RFC: Dynamic hwcaps

Dave Martin dave.martin at linaro.org
Tue Dec 7 05:45:42 EST 2010


Hi,

On Tue, Dec 7, 2010 at 1:02 AM, Mark Mitchell <mark at codesourcery.com> wrote:
> On 12/6/2010 5:07 AM, Dave Martin wrote:
>
>>> But,
>>> to enable binary distribution, having to have N copies of a library (let
>>> alone an application) for N different ARM core variants just doesn't
>>> make sense to me.
>>
>> Just so, and as discussed before improvements to package managers
>> could help here to avoid installing duplicate libraries.  (I believe
>> that rpm may have some capability here (?) but deb does not at
>> present).
>
> Yes, a smarter package manager could help a device builder automatically
> get the right version of a library.  But, something more fundamental has
> to happen to avoid the library developer having to *produce* N versions
> of a library.  (Yes, in theory, you just type "make" with different
> CFLAGS options, but in practice of course it's often more complex than
> that, especially if you need to validate the library.)
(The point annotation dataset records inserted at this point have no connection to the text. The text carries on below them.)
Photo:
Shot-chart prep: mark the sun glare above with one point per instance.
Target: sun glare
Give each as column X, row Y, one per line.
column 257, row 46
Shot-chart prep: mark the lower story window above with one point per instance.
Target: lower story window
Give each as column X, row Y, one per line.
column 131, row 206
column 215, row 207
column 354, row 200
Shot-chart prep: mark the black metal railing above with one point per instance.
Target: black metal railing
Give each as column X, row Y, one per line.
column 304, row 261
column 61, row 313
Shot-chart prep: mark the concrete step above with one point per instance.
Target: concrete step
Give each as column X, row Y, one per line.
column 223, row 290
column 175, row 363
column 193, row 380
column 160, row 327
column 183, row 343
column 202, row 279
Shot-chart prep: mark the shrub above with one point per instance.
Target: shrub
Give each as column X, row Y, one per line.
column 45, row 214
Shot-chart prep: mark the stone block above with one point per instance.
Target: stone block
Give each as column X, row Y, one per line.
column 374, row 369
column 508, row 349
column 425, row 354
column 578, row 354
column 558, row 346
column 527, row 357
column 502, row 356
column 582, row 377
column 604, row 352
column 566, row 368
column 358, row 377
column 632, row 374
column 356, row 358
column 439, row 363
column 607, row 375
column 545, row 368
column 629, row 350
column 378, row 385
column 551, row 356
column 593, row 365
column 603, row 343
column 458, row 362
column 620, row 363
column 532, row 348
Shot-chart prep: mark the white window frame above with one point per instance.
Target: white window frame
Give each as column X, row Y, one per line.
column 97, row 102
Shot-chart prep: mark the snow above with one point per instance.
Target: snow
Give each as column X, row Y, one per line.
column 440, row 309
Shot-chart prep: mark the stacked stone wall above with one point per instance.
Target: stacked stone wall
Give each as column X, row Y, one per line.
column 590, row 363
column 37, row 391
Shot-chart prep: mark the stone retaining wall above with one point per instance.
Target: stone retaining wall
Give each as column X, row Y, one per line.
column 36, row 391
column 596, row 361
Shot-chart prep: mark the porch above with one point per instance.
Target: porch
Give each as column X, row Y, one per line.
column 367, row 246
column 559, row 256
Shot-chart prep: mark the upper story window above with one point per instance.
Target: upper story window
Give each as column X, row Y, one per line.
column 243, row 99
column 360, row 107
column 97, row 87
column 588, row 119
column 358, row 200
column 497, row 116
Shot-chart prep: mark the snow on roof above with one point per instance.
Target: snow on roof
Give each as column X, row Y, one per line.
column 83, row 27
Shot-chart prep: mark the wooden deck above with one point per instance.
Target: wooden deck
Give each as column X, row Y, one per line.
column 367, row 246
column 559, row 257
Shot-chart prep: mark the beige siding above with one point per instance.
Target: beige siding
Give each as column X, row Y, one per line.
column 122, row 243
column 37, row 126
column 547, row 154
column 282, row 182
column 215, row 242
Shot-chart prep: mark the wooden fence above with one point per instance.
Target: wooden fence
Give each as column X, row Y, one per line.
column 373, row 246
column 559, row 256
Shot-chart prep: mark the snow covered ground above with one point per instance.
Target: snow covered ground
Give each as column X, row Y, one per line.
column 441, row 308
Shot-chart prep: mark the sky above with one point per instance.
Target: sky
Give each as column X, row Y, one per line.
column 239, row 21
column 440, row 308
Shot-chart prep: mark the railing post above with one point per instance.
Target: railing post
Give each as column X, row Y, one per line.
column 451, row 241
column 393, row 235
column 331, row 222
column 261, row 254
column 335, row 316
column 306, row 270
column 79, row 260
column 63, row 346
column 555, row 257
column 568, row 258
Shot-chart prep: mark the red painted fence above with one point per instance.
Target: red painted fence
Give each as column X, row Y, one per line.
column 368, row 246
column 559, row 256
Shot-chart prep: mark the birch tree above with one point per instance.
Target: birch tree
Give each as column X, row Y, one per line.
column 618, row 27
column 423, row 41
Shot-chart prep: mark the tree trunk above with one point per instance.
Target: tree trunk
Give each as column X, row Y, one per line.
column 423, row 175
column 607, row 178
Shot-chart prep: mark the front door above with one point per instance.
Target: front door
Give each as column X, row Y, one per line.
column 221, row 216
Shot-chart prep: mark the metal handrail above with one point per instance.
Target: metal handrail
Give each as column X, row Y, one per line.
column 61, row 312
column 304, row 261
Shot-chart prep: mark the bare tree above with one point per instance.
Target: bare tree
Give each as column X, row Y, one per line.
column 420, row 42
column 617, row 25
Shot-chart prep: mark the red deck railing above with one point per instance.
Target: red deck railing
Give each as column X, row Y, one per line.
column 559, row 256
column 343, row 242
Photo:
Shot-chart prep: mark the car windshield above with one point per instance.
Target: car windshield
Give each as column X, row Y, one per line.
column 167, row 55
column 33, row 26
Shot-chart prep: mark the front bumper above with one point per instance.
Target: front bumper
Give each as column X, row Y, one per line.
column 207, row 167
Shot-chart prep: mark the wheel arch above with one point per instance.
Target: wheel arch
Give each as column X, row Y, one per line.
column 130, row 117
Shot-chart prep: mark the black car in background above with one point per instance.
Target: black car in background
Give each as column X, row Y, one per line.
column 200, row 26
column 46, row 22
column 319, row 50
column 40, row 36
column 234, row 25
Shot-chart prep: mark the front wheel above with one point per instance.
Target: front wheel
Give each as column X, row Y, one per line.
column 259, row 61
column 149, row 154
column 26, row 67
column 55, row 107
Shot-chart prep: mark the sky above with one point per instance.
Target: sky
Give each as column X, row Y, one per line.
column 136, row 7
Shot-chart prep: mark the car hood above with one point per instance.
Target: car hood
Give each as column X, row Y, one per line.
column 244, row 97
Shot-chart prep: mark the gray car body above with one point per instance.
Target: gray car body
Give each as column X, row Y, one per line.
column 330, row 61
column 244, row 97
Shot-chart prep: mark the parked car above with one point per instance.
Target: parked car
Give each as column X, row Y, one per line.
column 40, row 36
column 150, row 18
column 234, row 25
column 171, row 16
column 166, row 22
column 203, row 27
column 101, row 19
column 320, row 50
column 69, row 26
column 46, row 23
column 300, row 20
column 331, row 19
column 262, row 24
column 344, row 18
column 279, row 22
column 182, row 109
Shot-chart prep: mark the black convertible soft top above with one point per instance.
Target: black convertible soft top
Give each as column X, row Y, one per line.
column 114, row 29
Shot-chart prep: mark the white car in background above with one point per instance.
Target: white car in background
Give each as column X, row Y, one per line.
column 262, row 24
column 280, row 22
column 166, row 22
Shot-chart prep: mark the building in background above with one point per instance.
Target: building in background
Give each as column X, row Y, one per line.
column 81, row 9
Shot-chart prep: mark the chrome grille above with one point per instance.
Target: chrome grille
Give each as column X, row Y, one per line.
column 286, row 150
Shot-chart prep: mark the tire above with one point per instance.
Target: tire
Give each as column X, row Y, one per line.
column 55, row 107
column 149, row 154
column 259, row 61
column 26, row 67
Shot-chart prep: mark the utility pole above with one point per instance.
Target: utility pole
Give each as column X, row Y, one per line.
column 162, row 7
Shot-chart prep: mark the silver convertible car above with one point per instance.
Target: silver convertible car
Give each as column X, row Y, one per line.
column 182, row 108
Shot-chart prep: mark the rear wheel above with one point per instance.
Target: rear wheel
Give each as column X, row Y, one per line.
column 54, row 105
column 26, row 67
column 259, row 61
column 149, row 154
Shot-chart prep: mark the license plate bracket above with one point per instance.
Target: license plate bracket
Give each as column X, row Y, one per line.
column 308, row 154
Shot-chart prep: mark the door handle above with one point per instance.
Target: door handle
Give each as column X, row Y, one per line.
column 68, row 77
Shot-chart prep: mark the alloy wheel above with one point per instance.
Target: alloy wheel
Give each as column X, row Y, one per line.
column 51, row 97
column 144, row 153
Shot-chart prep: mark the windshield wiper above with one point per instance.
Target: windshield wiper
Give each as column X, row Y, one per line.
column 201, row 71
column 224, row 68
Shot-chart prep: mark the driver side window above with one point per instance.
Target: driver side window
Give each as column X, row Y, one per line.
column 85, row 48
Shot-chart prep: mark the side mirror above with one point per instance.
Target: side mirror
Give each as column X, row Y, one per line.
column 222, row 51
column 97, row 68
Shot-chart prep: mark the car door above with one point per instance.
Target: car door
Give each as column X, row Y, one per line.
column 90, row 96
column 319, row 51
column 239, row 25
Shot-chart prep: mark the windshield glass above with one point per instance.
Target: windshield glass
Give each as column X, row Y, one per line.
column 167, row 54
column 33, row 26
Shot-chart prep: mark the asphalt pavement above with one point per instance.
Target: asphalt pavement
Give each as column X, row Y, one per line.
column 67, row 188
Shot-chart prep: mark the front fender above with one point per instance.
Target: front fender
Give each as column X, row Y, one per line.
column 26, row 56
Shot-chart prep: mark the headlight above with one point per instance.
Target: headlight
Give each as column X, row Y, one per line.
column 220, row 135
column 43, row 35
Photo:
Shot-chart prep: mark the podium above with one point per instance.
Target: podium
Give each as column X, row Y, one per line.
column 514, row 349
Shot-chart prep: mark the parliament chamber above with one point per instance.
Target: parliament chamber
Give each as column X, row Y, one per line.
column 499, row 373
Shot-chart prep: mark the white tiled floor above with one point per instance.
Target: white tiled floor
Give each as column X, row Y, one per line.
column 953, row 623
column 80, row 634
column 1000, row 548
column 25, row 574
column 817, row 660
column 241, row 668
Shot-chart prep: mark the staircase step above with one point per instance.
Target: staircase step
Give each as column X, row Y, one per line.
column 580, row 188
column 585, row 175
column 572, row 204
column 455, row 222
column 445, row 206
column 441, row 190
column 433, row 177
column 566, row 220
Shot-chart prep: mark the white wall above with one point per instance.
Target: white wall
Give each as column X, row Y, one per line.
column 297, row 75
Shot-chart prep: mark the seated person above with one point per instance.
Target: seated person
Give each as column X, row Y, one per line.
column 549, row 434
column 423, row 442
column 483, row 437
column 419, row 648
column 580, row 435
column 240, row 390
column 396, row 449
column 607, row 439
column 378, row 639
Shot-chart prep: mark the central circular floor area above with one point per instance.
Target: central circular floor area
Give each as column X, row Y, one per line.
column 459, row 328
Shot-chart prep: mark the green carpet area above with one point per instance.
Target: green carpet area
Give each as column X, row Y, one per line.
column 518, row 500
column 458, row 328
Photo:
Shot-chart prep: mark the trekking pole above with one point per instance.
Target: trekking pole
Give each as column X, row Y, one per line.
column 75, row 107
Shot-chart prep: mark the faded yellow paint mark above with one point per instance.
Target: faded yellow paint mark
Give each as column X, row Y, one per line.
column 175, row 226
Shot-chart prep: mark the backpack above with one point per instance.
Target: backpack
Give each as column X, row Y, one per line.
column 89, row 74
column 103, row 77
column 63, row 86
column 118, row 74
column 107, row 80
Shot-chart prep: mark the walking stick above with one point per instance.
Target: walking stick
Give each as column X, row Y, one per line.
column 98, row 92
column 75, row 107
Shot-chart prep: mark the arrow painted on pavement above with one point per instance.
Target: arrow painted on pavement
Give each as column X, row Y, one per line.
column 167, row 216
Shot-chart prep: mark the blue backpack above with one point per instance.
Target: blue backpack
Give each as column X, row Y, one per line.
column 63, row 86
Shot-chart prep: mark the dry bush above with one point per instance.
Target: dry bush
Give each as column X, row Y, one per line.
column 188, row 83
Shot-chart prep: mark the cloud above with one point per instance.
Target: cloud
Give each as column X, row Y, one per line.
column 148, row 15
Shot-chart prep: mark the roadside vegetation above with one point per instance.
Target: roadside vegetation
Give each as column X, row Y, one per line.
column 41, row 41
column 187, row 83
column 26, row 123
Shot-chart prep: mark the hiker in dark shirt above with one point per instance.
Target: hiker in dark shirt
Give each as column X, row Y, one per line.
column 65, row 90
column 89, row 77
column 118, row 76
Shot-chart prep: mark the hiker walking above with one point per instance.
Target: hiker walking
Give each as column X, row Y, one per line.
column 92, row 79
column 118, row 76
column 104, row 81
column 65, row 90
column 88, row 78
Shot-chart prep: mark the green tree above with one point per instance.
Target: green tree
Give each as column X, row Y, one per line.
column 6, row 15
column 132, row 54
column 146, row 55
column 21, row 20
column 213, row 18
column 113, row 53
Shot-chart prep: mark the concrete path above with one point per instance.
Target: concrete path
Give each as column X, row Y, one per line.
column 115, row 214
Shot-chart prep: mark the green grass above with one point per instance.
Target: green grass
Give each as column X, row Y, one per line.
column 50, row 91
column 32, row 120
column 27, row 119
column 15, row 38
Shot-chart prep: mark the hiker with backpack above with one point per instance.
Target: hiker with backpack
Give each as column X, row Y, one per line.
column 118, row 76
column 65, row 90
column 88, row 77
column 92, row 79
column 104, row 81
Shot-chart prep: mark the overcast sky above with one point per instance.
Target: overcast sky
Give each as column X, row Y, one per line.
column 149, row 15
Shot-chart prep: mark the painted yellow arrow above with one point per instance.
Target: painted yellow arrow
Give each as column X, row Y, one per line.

Yes-- though I didn't elaborate on it.  You need a packager that can
understand, say, that a binary built for ARMv5 EABI can interoperate
with ARMv7 binaries etc.
Again, I've heard it suggested that RPM can handle this, but I haven't
looked at it in detail myself.

>
>> Currently, I don't have many examples-- the main one is related to the
>> discussions aroung using NEON for memcpy().  This can be a performance
>> win on some platforms, but except when the system is heavily loaded,
>> or when NEON happens to be turned on anyway, it may not be
>> advantageous for the user or overall system performance.
>
> How good of a proxy would the length of the copy be, do you think?  If
> you want to copy 1G of data, and NEON makes you 2x-4x faster, then it
> seems to me that you probably want to use NEON, almost independent of
> overall system load.  But, if you're only going to copy 16 bytes, even
> if NEON is faster, it's probably OK not to use it -- the function-call
> overhead to get into memcpy at all is probably significant relative to
> the time you'd save by using NEON.  In between, it's harder, of course
> -- but perhaps if memcpy is the key example, we could get 80% of the
> benefit of your idea simply by a test inside memcpy as to the length of
> the data to be copied?

For the memcpy() case, the answer is probably yes, though how often
memcpy is called by a given thread is also of significance.

However, there's still a problem: NEON is not designed for
implementing memcpy(), so there's no guarantee that it will always be
faster ... it is on some SoCs in some situations, but much less
beneficial on others -- the "sweet spots" both for performance and
power may differ widely from core to core and from SoC to SoC.  So
running benchmarks on one or two boards and then hard-compiling some
thresholds into glibc may not be the right approach.  Also, gcc
implements memcpy directly too for some cases (but only for small
copies?)

The dynamic hwcaps approach doesn't really solve that problem: for
adapting to different SoCs, you really want a way to run a benchmark
on the target to make your decision (xine-lib chooses an internal
memcpy implementation this way for example), or a way to pass some
platform metrics to glibc / other affected libraries.  Identifying the
precise SoC from /proc/cpuinfo isn't always straightforward, but I've
seen some code making use of it in similar ways.